Votre Majesté - Chapitre 123
Le serveur jeta un coup d'œil autour de lui et, voyant qu'il n'y avait personne, il baissa la voix d'un ton mystérieux
: «
Madame, vous ne comprenez vraiment pas. Même si ce chef de l'alliance des arts martiaux est puissant, un seul poing ne peut pas vaincre quatre hommes aussi forts
! Il y a deux ans, un chef adjoint de l'alliance du nom de He est apparu de nulle part, et le célèbre Fairy Sang Chan a lui aussi rejoint la secte démoniaque, l'opposant sans cesse. Je pense qu'il a bien des soucis.
» Le serveur secoua la tête avec exagération.
Pang Wan ouvrit la bouche, voulant poser une autre question, mais un morceau d'argent cassé avait déjà été remis au serveur.
« Tu as bien travaillé, tu peux y aller maintenant. » He Qinglu jeta un regard calme au serveur.
Le serveur le remercia chaleureusement et prit congé. Au moment où Pang Wan allait protester, quelqu'un lui pinça le bout du nez.
« Ne m’avais-tu pas promis de ne plus t’immiscer dans les affaires du monde martial ? » Même si He Qinglu portait un masque, Pang Wan pouvait deviner sa colère.
« J'étais juste curieuse… » Son attitude arrogante disparut instantanément, et elle baissa pitoyablement la tête.
« Sans le mal, comment la justice pourrait-elle triompher ? Les conflits dans le monde des arts martiaux ne cesseront jamais, alors comment peut-il y avoir un jour de paix ? » He Qinglu la foudroya du regard, persuadé que cette jeune fille n'avait pas encore tout compris. « Que ce soit Gu Xiju, Sang Chan, ou même ton père, tous comprennent ce principe, mais ils continuent de jouer le jeu car ils peuvent y obtenir ce qu'ils veulent. »

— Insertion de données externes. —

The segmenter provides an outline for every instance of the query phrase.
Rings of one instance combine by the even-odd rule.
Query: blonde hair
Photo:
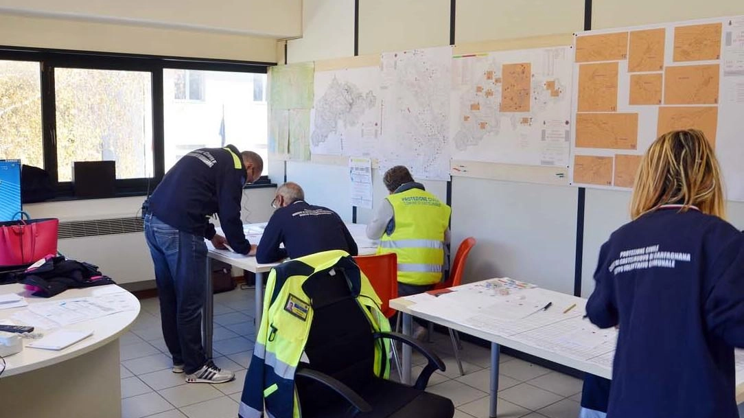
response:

Droits, réputation, statut, richesse, beauté, dignité.
« Vraiment ? Mais je ne veux rien ici. » Pang Wan leva les yeux vers lui et posa doucement sa tête dans ses bras. « Je préfère rester avec toi à la montagne, nourrir les chevaux et garder les moutons tous les jours. Je me fiche de ce qu’ils veulent. »
He Qinglu ne dit rien, mais se contenta de toucher ses cheveux, et un sourire silencieux apparut sur ses lèvres.
Manoir Yanbo.
« Le chef sonnera-t-il personnellement la cloche ce soir ? » demanda la servante, tenant le manteau dans ses mains, la voix tremblante de peur.
«
Bien sûr qu’on va se cogner
!
» Gu Xiju tourna la tête et sourit, remarquant le rougissement qui montait aux joues de la servante jusqu’au bout de ses oreilles, avant de donner lentement et délibérément l’ordre
: «
Transmettez l’ordre suivant
: si un endroit oublie d’allumer des feux d’artifice ce soir, le responsable y perdra la vie.
»
« Oui. » La servante, si effrayée par ses paroles douces et chaleureuses, se mit à transpirer à grosses gouttes, s'inclina rapidement et recula.
Sur la tour de l'horloge, Gu Xiju, vêtu d'une robe violette, caressait lentement le bois ancien qu'il tenait entre ses mains.
Deux ans ont passé en un clin d'œil. L'année dernière, j'ai eu dix-sept accidents, cette année j'en aurai probablement dix-huit.
« Je veux voir un feu d'artifice. Je veux aussi que tu ailles à la tour de l'horloge et que tu sonnes la cloche seize fois pour moi. »
Il y a deux ans jour pour jour, une jeune fille lui avait adressé la même requête, mais il n'avait pas accédé à sa demande, car il lui avait ensuite plongé son épée froide dans la poitrine.